"Antichi strumenti di tortura e pena di morte", ricordare per riflettere sul presente

Un messaggio che arriva forte e chiaro quello degli “Antichi strumenti di tortura e pena di morte” di Gubbio. Un messaggio che viene incorniciato dall’imponenza del palazzo dei Consoli e che prima di tutto si fa largo nell’immaginario di chi si trova nel susseguirsi di quegli arnesi e congegni che nella storia sono stati ideati e quindi utilizzati per far confessare, per punire o per eliminare. Un messaggio che ogni visitatore non ascolta solo nel silenzio introspettivo, attingendo dalle proprie conoscenze e dalla propria sensibilità, ma che trova forma esplicita, scritta bianco su nero nella cartellonistica di presentazione.
In sintesi, si tratta di una mostra che dà luce al passato per dire no alla tortura e alla pena di morte di oggi e per aggiungere consapevolezza sul fatto che le libertà e i diritti esistenti non devono essere considerati come dati, vanno difesi anche attraverso l’approfondimento e il confronto in un percorso di consapevolezza, superando una chiave di lettura semplicistica che affonda le proprie radici sulla paura della diversità per imporre un’esigenza di omologazione.
Chi decide di salire le scale del palazzo dei Consoli e si affaccia alla mostra che rimarrà aperta fino al primo maggio 2018, in taluni casi dopo aver aggiunto colorate pennellate di conoscenza grazie alla partecipazione ai vari eventi proposti dalla terza edizione del Festival del Medioevo che hanno animato fino a domenica scorsa la città dei Ceri, si trova a percorrere un cammino, che dall’alto della scalinata interna della sala dell’Arengo può essere colta nel suo insieme.
Nel cambio di prospettiva, rimane centrale a colpo d’occhio la ghigliottina, strumento di morte associato alla Rivoluzione francese. La pesante e scura lama si trova in una macchina di morte che dai curatori della mostra viene descritta del tutto identica a quella che venne eretta nella Place de Greve a Parigi il 4 aprile 1792. "Dopo la prima esecuzione - si legge nel pannello di presentazione - , ai danni di un ladro e predone di diligenza, la ghigliottina fu usata in un crescendo drammatico. Il 21 gennaio 1793 toccò al Re Luigi XVI e qualche mese più tardi a sua moglie, la Regina Maria Antonietta".
Intorno a questa, sono tanti gli strumenti - più o meno conosciuti - esposti nella sala: dagli aculei di un sarcofago dalle sembianze grottescamente femminili che richiama l’immagine della Vergine di Norimberga allo schiacciatesta, passando per strumenti che servivano per immobilizzare le vittime al fine di provocare atroci dolori fino a oggetti di uso comune come una botte, che rivisti per altri fini e quindi dotati di lame interne, potevano condurre alla morte.

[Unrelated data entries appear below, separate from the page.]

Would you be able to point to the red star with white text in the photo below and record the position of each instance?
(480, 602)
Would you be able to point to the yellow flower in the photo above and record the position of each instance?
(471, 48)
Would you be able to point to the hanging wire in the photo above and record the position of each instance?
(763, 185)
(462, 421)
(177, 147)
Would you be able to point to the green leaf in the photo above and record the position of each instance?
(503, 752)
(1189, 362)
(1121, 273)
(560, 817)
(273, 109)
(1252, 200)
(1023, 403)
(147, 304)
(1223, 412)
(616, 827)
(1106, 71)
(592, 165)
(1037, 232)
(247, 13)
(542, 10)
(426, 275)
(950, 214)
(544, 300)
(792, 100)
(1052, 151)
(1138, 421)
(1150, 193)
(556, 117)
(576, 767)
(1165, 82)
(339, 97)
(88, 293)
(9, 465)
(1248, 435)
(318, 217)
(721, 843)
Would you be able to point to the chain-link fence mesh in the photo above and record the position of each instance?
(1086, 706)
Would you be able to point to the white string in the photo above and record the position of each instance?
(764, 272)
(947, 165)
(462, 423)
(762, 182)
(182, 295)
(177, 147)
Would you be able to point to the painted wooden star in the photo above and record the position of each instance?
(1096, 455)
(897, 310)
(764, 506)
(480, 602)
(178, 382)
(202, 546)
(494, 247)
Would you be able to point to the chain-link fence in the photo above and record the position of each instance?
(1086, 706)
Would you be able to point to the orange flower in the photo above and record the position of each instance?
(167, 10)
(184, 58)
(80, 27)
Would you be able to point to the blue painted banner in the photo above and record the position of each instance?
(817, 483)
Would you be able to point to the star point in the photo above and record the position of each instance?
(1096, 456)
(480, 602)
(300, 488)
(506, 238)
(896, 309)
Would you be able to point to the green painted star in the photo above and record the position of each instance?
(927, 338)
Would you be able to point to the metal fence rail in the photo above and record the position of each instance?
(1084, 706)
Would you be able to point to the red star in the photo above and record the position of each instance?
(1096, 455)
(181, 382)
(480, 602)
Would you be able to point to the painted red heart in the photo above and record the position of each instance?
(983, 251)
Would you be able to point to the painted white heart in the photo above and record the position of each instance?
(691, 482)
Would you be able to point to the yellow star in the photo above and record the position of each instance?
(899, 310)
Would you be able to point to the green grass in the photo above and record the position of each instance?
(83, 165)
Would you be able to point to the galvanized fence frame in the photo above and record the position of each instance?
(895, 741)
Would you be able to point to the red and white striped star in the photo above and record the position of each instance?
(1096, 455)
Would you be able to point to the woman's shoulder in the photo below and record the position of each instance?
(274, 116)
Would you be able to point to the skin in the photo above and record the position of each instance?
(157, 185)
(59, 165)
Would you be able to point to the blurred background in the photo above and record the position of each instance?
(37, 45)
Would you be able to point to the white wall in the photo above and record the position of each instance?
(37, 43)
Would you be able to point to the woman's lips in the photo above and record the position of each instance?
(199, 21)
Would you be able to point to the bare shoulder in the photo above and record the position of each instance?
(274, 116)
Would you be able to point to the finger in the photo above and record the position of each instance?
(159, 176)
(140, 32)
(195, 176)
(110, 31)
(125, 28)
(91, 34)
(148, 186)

Se da una parte c’era l’oscurità delle celle con massicci arnesi di prigionia, come il collare spinato con punte interne ed esterne, che ad ogni movimento del condannato legato al muro “erode fino all’osso la carne del collo, della mascella e delle spalle portando alla cancrena e alla setticemia”, c’era tutto un sistema di punizioni, anche mortali, pubbliche. Dove la cattiveria o la vendetta privata affiorava alla luce del sole e diventata parte della pena e ulteriore metodo di controllo sociale, come nel caso della gogna o delle maschere dell’infamia.
Maschere che raffigurano grottesche immagini, che molto spesso erano arricchite all’interno di congegni che tagliavano o mutilavano la lingua, per ridurre al silenzio. “Questo tipo di tortura - viene sottolineato nella spiegazione - , che ha assunto forme e tipologie molto varie, si usava per reprimere i non-conformisti ed i disubbidienti, ma soprattutto le donne “ribelli” in ambiente domestico”.
No alla tortura e alla pena di morte, ma anche a tutti quei trattamenti inumani e degradanti: è ciò che viene scandito a chiare lettere dalla mostra “in un momento in cui tornano in modo sinistro agli onori della cronaca quotidiana temi come l’antisemitismo, l’intolleranza, il razzismo, la violenza, la guerra, questo progetto, articolato secondo diverse iniziative culturali, rappresenta sicuramente un momento di riflessione, un invito a ricordare per non dimenticare”.